I wonder what they would give him if BP’s performance actually improved?
BP’s board of directors, who supposedly represent shareholders, ignored a nonbinding vote where 59 percent of those shareholders said Dudley shouldn’t get the raise.
“Let me be clear. We hear you,” board chairman Carl-Henric Svanberg said in explaining why Dudley would get the money anyway.
Apparently the board can hear but doesn’t care what shareholders think. So who does the board really represent?
That’s the real question that many in Britain are asking today, and one that remains open in the United States. How independent are boards? Are they true representatives of shareholders, or are they the management team’s peers who run their own companies and want their boards to be deferential to them?
As for whether a CEO’s pay should be tied to performance, this episode at BP proves that’s laughable.
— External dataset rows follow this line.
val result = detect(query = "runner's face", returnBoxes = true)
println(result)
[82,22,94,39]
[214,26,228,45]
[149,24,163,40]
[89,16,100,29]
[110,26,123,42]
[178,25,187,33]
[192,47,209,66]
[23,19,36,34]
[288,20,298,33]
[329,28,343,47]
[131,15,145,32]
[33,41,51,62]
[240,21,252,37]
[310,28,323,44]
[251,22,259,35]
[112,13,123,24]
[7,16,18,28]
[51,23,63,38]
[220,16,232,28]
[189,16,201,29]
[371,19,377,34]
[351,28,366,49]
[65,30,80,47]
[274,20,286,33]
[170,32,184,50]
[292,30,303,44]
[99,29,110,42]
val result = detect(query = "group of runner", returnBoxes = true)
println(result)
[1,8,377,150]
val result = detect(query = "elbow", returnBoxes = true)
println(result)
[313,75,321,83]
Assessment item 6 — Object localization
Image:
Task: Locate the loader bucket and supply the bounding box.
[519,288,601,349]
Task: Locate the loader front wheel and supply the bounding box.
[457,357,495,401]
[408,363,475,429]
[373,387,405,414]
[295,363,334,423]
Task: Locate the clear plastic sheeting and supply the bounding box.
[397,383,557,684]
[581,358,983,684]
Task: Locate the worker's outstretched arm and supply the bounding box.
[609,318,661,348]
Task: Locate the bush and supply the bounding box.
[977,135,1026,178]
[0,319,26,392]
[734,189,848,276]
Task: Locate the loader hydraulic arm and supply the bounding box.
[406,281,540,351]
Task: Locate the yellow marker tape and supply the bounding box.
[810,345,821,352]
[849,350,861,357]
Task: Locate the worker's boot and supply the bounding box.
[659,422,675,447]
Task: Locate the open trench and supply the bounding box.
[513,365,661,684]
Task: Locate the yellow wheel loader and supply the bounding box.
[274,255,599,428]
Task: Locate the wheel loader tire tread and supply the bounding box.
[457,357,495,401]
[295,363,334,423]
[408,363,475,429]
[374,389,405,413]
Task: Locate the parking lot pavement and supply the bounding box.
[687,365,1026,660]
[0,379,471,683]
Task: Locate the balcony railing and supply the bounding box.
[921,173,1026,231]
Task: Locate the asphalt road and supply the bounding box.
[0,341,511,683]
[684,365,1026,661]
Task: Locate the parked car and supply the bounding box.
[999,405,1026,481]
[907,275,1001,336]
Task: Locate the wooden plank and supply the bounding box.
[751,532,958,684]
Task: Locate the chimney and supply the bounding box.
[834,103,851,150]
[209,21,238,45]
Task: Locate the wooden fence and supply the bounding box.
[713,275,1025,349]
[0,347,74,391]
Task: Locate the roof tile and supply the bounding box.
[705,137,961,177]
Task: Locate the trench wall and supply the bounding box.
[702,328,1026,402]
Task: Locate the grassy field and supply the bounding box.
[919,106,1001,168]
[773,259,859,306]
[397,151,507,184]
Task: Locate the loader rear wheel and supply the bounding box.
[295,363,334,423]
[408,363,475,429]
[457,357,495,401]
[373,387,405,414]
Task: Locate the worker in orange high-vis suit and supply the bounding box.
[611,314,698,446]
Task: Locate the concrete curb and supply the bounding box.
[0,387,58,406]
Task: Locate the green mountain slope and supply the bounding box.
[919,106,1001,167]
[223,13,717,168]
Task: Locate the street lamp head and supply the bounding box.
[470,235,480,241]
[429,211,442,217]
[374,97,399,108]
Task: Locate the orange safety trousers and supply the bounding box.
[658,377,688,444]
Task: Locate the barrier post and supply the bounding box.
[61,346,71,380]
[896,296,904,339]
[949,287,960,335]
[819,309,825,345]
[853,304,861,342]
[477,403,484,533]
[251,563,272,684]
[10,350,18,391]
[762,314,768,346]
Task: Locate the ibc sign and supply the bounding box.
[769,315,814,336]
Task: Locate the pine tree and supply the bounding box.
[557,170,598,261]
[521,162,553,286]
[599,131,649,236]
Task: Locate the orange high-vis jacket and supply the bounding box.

CEOs get big raises when the oil
price goes up and the company thrives, but they also get big raises when prices go down and thousands of people lose their jobs and share prices plummet.
Svanberg’s explanation is that Dudley did a good job under tough circumstances. God forbid a CEO should share in the pain felt by shareholders and employees.
What makes Dudley’s compensation hike even more outrageous is that his salary was frozen along with other executives. To get around that companywide policy, the board boosted his bonus 40 percent over last year’s and doubled the payment to his retirement fund.
Ask BP employees laid off in Houston if they got a big bonus and a doubling of retirement benefits.
Corporate boards and executives have rigged the game so that they never suffer, until and unless the company goes bankrupt. Even then, some CEOs will hand out bonuses with creditors banging on the door.
If you still believe that executive compensation packages at publicly traded corporations do not require greater government oversight, then you are either one of those executives or you are naive with your money.
Many analysts believe that BP will have to cut its dividend if oil prices remain low. Cutting costs during a downturn is critical for keeping that dividend stable, and yet the board is giving money away to Dudley. That’s money coming out of shareholders’ pockets.
What happened at BP is another case of the privileged protecting themselves at the expense of the shareholder and the little guy. If I owned BP stock, which I probably do in an index fund somewhere, I would feel ripped off.